Development of positron emission tomography
The first PET camera for medical applications was built by Hoffman, Michel M. Ter-Pogossian, and Michael E. Phelps in 1973 at the University of Washington. The first full-body scanner appeared in 1977. Today there are more than 400 PET-Scans worldwide.
© A.Aurengo

Later, Positron Emission Tomography (PET) was developed in 1975. The first concepts date back to the work of David E. Kuhl, Luke Chapman, and Roy Edwards in the late 1950s, which led to the design and development of construction of first tomographic prototypes at the University of Pennsylvania. Tomographic imaging techniques were then developed by Michel Ter-Pogossian, Michael Phelps et al. at the University of Washington School of Medicine. As for scintigraphy, a decisive factor for the diffusion of Positron Emission Tomography (PET) was the development of a suitable radiopharmaceutical tracer, fluorine-18 (FDG), at Brookhaven (Al Wolf and Joanna Fowler). Then it was the computer revolution and the arrival of more and more powerful, fast and delocalized computing resources that allow these very complex reconstructions.
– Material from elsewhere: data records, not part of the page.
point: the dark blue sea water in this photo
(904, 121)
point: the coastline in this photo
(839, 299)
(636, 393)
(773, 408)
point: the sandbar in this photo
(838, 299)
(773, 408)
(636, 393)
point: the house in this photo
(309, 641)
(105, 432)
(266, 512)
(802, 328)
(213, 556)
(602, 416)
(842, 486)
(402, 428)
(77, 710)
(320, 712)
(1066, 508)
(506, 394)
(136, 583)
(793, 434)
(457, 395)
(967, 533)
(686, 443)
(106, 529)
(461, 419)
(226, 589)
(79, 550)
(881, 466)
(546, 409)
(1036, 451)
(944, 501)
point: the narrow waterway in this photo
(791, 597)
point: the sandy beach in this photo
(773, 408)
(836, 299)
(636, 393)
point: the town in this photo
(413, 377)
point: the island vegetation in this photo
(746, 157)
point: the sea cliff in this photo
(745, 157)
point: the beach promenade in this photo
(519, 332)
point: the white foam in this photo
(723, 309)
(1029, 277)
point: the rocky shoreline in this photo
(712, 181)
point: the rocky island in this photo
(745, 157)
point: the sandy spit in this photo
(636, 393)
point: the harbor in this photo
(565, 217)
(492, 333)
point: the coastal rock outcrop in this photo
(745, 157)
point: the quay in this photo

These computational techniques are used in scintigraphy to establish the distribution of radioactive tracers in tissues.

Multiple devices and techniques (radiation collimation, spectrometry to select the desired precise energy, processing of the raw image, etc.) aim to improve the quality of the images. Scanned images are stored in computer memories. Thanks to the internet they are also immediately available to the teams doctors for further diagnosis and treatment.